The Northern Lights Project- new quartets by Elena Ruehr
Below: QuartetES during a session for Quartet No. 9 “Keweenaw”
Have you ever dreamed of..
Being part of the creation of a piece of music?
Getting coached by or reading chamber music with internationally renowned musicians?
Seeing the Northern Lights in one of the most beautiful locations on the planet?
Putting dinner on the table in 30 mins or less? (Bear with us here)
Then this project is for you!
QuartetES is looking for people to join us in "The Northern Lights Project," to bring three new string quartets by composer Elena Ruehr into the world. Each work is based on an iconic northern location: the Keweenau Peninsula on Lake Superior, Long Pond on Cape Cod, and the winter nights in Iceland.
The premiere performance and recordings of Quartets No. 10 "Long Pond" and No. 11 "Long Night" are scheduled to take place at Reykjavik's beautiful Harpa Concert Hall in February 2024. We are inviting you to be a part of this special project. You could be directly responsible for the birth of glorious chamber music that will be performed and appreciated by music lovers for generations. If Iceland is on your bucket list, you could even join us for the premiere!

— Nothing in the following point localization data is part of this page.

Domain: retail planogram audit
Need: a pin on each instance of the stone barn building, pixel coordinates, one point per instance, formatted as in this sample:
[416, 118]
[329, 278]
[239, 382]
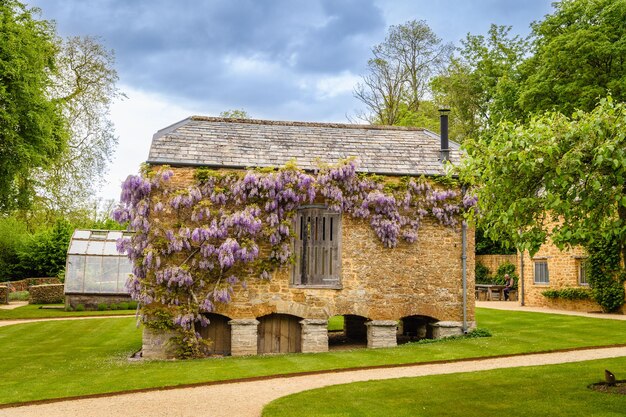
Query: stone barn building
[341, 268]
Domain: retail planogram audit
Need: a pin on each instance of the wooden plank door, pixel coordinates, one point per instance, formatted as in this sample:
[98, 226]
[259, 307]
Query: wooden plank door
[279, 333]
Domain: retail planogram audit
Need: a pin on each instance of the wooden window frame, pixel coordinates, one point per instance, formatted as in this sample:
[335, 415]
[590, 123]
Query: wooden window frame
[321, 250]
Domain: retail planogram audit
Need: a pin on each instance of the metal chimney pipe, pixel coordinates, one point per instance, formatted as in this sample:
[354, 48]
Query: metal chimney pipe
[444, 152]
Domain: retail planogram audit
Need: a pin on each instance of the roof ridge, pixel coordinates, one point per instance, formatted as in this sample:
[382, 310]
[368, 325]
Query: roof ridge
[304, 124]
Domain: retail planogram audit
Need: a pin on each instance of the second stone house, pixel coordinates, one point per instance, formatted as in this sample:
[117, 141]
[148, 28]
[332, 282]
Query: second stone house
[339, 265]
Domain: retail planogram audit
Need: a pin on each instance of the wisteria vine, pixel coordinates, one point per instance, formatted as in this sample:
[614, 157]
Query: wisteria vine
[192, 245]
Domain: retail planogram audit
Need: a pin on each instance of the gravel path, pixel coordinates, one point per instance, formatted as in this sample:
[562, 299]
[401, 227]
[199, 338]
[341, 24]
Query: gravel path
[243, 399]
[226, 399]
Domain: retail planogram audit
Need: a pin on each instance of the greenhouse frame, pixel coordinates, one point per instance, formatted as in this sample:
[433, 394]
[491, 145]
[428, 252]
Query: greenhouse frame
[96, 272]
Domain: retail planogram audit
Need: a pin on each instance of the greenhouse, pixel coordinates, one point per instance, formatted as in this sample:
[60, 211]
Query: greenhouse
[96, 272]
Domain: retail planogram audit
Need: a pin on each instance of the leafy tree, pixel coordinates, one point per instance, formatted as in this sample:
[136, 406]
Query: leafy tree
[33, 131]
[43, 254]
[480, 83]
[568, 172]
[398, 76]
[84, 87]
[579, 56]
[235, 114]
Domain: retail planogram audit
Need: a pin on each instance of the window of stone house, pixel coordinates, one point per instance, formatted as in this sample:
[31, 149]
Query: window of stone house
[317, 248]
[582, 272]
[541, 272]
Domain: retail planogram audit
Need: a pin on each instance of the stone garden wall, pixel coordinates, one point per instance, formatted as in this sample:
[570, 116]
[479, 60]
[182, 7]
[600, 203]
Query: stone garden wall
[46, 294]
[4, 295]
[22, 285]
[494, 261]
[91, 301]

Can't make it to Iceland in February but still want to be involved? To thank you for being part of the project, we have swag at all donation levels, including album downloads, cookbooks for the busy professional, tickets to other concerts, composer and musician receptions, chamber music reading or coaching sessions, and even personally curated travel itineraries for whenever you are able to visit Iceland.
With $2000 already raised, we're on our way to the $20,000 needed to make this project a reality. Your donation, no matter the size, will make a significant impact in bringing this beautiful music to life.

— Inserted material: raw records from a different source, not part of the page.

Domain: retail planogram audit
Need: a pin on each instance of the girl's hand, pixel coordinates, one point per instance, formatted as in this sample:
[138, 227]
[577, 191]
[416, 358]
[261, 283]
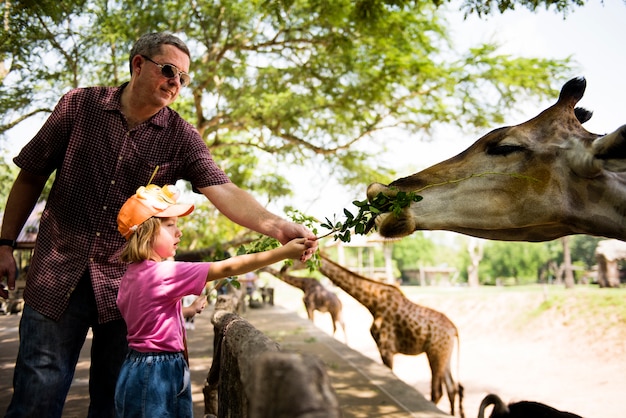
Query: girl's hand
[296, 248]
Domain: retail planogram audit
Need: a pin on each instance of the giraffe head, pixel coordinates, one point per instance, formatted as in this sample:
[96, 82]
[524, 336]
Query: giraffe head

Join us in preserving and celebrating new chamber music by supporting the project. Your generosity will bring the magic of Elena Ruehr's compositions into the world. To ensure access by future musicians, sets of scores and parts will be donated to university libraries across the U.S.
Thank you in advance for your participation. Together, let's make this project a success!

Donate to fund the project
Thank you for supporting this project. No amount is too small! Donors above $10 will receive digital downloads of the completed project, see below for details.




About Elena
Elena Ruehr was born in rural Michigan, was taught the piano by her mother, and began composing as a child. Having studied composition with William Bolcom at the University of Michigan and with Vincent Persichetti and Bernard Rands at Juilliard (where she earned her doctorate), her music reveals a wide variety of external influences—particularly dance, which was a major preoccupation in of her childhood, and jazz. As a performer, she also studied African drumming and was a member of the University of Michigan Gamelan. Her own work is suffused with an organic sense of movement via sensual melodic lines, irregular but strongly pulsed rhythm and meter, and vibrant timbral combinations. She has written a great deal of music for voice, including several stage works, and her instrumental melodies frequently evoke vocal music. More broadly, Ruehr’s music is often inspired by natural processes and visual imagery. She has compared her approach to rhythm and meter to the fluid periodicity of waves, for example, or to the rhythms of breathing and walking. Ruehr’s pieces also draw from other arts, especially visual art—e.g., her orchestral triptych O’Keeffe Images—or literature, such as her Cloud Atlas, a cello concerto named for David Mitchell’s novel.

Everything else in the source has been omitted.